Se DeepMind avesse davvero la chiave per l’AGI, oggi non staremo qui a parlare di “consistency” come fosse la soluzione magica. Il termine è elegante, quasi rassicurante, ma sotto la superficie nasconde un problema strutturale: la mente artificiale che cercano di vendere come “quasi umana” non sa pensare in modo coerente nemmeno da un prompt all’altro. È come se un premio Nobel di matematica sapesse risolvere un’equazione differenziale e poi sbagliasse a calcolare 7×8. Quando Hassabis la chiama “jagged intelligence” sembra un passo verso la verità, ma in realtà è una diagnosi implicita di fallimento. Dopo dieci anni di budget illimitati, cluster di GPU da fantascienza e un esercito di PhD, la promessa di AGI si è ridotta a un modello che può vincere l’Olimpiade Internazionale di Matematica e poi inciampare su un problema da terza media.
Il fatto è che questa ossessione per la “consistency” è una toppa su un motore che non è mai stato progettato per navigare la realtà. Un LLM non apprende mentre lavora, non riscrive se stesso, non aggiorna in tempo reale le proprie credenze. È un palazzo di specchi: più grande lo fai, più riflette il vuoto. L’idea che bastino più dati, più parametri e più potenza di calcolo per superare questo limite è la stessa che portò Nokia a credere che la prossima generazione di cellulari fosse solo questione di schermi più grandi, mentre Apple stava già progettando lo smartphone come concetto nuovo. La storia dell’innovazione è piena di giganti ciechi, convinti che il futuro fosse un’estensione del presente, fino a svegliarsi e scoprire di essere diventati irrilevanti.
Chi difende DeepMind cita i successi indiscutibili nella biologia computazionale e nella ricerca scientifica, come AlphaFold. Certo, ma quelli sono trionfi di narrow AI, non di intelligenza generale. Il salto verso l’AGI richiede continuità di apprendimento, adattamento autonomo e la capacità di ristrutturare il proprio modello interno. Nessuna di queste caratteristiche è intrinseca all’architettura transformer, per quanto evoluta. DeepMind lo sa, ma non lo dice. Preferisce parlare di nuovi benchmark e test più duri, come se il problema fosse solo affinare la misurazione, non la sostanza. È un po’ come un costruttore di automobili che, di fronte a un motore che si spegne a caso, investa in tachimetri più precisi invece di riprogettare il propulsore.
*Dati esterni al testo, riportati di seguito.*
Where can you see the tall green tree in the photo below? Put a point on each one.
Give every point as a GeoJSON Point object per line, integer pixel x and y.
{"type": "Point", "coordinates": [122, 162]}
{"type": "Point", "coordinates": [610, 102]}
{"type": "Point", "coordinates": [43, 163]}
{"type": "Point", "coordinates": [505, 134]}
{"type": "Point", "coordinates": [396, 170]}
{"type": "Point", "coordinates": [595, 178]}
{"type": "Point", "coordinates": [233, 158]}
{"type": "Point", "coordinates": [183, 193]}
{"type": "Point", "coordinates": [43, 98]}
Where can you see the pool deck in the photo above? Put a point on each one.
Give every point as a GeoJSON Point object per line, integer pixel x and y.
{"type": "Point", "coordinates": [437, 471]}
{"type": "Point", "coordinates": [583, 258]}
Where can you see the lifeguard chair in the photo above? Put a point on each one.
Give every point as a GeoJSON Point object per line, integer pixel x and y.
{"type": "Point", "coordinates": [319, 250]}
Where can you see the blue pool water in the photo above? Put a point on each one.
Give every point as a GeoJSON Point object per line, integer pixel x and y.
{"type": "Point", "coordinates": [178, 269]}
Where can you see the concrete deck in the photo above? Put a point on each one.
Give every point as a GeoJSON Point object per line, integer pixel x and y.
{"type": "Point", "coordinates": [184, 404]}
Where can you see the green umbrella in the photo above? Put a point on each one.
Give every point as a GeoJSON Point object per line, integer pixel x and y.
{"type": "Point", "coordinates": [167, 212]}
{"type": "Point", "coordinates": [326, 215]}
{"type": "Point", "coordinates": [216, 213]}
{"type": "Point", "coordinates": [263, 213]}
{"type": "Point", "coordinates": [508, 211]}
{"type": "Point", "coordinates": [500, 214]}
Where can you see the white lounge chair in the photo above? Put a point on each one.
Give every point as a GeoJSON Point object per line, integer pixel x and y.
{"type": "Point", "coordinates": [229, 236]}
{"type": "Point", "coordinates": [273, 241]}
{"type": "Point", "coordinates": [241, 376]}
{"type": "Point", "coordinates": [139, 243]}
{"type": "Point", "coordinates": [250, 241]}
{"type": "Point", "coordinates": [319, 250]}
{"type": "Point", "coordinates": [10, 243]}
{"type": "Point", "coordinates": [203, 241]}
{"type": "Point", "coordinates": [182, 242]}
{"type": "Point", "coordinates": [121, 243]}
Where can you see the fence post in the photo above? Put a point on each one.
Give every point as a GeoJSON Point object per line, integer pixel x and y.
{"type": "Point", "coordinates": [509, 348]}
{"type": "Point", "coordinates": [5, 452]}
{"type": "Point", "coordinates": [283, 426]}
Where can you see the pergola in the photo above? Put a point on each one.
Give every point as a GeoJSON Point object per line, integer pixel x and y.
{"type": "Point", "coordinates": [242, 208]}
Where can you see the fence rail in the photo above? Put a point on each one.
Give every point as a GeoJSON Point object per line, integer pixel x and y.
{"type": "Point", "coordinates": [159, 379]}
Mentre Sundar Pichai inventa acronimi come “AJI” artificial jagged intelligence per descrivere questo stadio di sviluppo, la verità è che i colossi del settore si stanno muovendo in cerchio. Musk ha ragione su un punto: Google oggi ha il vantaggio di calcolo e dati più grande del pianeta, e per questo ha la maggiore probabilità di dominare il settore. Ma il vantaggio infrastrutturale non garantisce il salto di paradigma. Se così fosse, General Motors avrebbe inventato l’auto elettrica di massa e Kodak la fotografia digitale. In realtà il vantaggio accumulato può diventare un vincolo, perché spinge a proteggere il modello di business esistente invece di distruggerlo per costruirne uno nuovo.
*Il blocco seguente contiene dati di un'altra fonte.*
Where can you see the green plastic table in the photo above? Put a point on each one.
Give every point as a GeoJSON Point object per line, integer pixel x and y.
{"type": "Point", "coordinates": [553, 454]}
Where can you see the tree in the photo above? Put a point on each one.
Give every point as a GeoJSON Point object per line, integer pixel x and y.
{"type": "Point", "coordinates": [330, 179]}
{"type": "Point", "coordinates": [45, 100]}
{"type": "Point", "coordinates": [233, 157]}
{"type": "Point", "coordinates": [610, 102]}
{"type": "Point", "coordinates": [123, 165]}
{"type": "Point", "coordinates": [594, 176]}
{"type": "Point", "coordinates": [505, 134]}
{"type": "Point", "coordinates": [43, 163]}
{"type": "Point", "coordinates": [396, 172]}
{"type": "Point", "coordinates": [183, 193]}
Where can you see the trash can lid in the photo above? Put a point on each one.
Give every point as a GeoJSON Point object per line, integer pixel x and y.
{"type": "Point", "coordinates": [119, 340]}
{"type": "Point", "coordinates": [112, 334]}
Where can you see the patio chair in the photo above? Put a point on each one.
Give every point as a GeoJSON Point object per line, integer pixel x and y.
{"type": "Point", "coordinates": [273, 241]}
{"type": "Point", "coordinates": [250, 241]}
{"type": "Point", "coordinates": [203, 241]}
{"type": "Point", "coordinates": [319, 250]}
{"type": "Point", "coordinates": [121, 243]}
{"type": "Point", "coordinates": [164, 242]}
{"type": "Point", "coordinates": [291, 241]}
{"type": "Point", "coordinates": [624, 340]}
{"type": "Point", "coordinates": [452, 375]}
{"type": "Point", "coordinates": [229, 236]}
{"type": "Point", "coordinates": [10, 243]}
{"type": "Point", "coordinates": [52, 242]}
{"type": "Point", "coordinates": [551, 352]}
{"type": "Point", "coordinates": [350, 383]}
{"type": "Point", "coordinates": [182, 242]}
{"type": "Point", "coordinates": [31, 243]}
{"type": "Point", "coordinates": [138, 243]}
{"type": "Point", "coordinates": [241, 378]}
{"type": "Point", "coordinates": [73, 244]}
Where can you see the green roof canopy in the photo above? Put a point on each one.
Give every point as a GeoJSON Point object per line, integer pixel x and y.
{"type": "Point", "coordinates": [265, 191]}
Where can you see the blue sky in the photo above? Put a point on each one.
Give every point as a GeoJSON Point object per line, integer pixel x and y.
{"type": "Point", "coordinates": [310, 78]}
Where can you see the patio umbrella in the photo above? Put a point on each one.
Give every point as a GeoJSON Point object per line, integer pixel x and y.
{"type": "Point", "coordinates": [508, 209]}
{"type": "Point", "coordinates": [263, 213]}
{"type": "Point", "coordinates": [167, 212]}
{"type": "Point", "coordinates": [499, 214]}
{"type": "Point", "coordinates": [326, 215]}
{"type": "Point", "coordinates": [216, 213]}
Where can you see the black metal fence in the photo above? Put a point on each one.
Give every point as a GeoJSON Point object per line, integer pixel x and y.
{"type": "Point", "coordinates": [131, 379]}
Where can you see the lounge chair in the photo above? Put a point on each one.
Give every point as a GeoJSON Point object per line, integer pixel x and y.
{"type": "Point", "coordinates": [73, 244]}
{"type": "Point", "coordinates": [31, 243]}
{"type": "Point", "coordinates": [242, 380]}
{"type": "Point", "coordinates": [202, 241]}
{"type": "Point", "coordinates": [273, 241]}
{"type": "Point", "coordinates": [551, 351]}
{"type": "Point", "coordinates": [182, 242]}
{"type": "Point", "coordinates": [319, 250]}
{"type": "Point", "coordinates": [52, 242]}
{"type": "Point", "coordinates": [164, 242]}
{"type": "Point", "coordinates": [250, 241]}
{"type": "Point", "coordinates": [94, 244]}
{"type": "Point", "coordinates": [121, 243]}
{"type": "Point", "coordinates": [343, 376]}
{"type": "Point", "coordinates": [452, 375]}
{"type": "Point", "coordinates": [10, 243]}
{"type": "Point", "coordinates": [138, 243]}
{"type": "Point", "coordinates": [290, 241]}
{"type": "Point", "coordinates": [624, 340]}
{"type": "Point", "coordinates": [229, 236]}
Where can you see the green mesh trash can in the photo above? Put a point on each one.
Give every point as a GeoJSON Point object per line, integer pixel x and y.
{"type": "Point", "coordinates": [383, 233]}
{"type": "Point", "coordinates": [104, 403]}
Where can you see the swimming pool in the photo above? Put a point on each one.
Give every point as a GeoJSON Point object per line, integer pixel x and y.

L’AGI, quella vera, non nascerà da un ulteriore tuning di LLM giganteschi, ma da un’architettura che incorpori memoria dinamica, auto-riprogrammazione e una vera comprensione contestuale del mondo. La differenza tra un chatbot e un sistema cognitivo sta tutta qui: uno produce risposte probabili, l’altro sviluppa convinzioni e le modifica alla luce di nuove informazioni. Uno gioca a imitare la mente umana, l’altro la costruisce da zero. E oggi nessuno dei giganti Big Tech sta facendo seriamente quest’ultimo lavoro, almeno non alla luce del sole.
Quando la svolta arriverà, non sarà un aggiornamento di Gemini o GPT, ma qualcosa che cambierà la grammatica stessa dell’intelligenza artificiale. E quando succederà, DeepMind rischia di scoprire di aver passato un decennio a lucidare una macchina perfetta… per vincere gare che non contano. Proprio come BlackBerry, che fino all’ultimo credeva che la tastiera fisica fosse la chiave del futuro.